The other claimed ground for a new trial was defense counsel’s statement in closing argument that “Dr. Walton got up on the stand and he raised his right hand and swore to tell the truth and stuck [out] his left hand and said but I want my money.” Reference to the pecuniary interest which a witness has in a case is a proper subject of comment. We find no substantial prejudice to plaintiff resulted from the manner in which defense counsel argued as to that issue. The circuit court did not abuse its discretion in permitting this argument.

We next discuss defendant’s contentions that she was entitled to a judgment or new trial after the second trial only to avoid the necessity of remandment to us to decide the issue if we are determined to have erred in reinstating the judgment after the first trial. The evidence at the second trial was sufficiently similar to that at the first trial to make further recitation of the evidence unnecessary. We deem a sufficient response to defendant’s contentions to be that while a jury could have reasonably made the award re made at the first trial, a jury could also have concluded that the aggravation of plaintiff’s injuries was severe, creating substantial pain and suffering and supporting the verdict. If the grant of the new trial was proper, we would affirm the judgment on the verdict of the second trial.

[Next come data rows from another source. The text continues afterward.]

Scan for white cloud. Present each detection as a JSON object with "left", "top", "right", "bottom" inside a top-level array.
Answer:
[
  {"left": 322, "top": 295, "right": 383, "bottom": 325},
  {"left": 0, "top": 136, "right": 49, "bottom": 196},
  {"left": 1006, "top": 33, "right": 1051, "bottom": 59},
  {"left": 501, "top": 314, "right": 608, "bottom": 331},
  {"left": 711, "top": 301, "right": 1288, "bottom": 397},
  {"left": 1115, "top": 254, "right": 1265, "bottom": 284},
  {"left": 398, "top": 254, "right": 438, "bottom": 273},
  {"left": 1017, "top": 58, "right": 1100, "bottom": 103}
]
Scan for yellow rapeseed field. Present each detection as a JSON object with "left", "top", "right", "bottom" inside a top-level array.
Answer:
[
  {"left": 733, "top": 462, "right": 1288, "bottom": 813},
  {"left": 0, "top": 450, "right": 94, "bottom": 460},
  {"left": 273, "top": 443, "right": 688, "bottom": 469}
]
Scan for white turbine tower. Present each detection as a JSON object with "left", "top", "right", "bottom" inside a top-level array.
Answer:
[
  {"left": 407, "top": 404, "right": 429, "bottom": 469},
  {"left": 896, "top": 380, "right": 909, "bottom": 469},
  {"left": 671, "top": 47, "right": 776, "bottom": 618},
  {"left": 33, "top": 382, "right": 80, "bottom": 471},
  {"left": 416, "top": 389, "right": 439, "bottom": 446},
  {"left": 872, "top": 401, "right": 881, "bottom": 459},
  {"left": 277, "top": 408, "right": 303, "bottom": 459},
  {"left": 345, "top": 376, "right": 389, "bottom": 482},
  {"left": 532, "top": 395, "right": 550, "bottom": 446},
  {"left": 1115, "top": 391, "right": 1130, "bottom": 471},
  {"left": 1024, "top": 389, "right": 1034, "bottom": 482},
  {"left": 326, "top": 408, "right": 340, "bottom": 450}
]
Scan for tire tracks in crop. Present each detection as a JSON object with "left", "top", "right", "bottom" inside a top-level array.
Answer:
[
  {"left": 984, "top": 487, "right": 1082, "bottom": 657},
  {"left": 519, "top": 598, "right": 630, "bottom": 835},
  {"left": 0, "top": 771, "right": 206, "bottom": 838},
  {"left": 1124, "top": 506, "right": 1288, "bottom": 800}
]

*930However, on the basis of our decision in regard to the judgment on the original verdict, we reverse the judgment appealed which was entered on the second verdict and remand to the circuit court of Sangamon County with directions to reinstate the judgment in favor of plaintiff in the sum of $9,150 plus costs entered on June 26, 1991.

Reversed and remanded with directions.

STEIGMANN, P.J., and COOK, J., concur.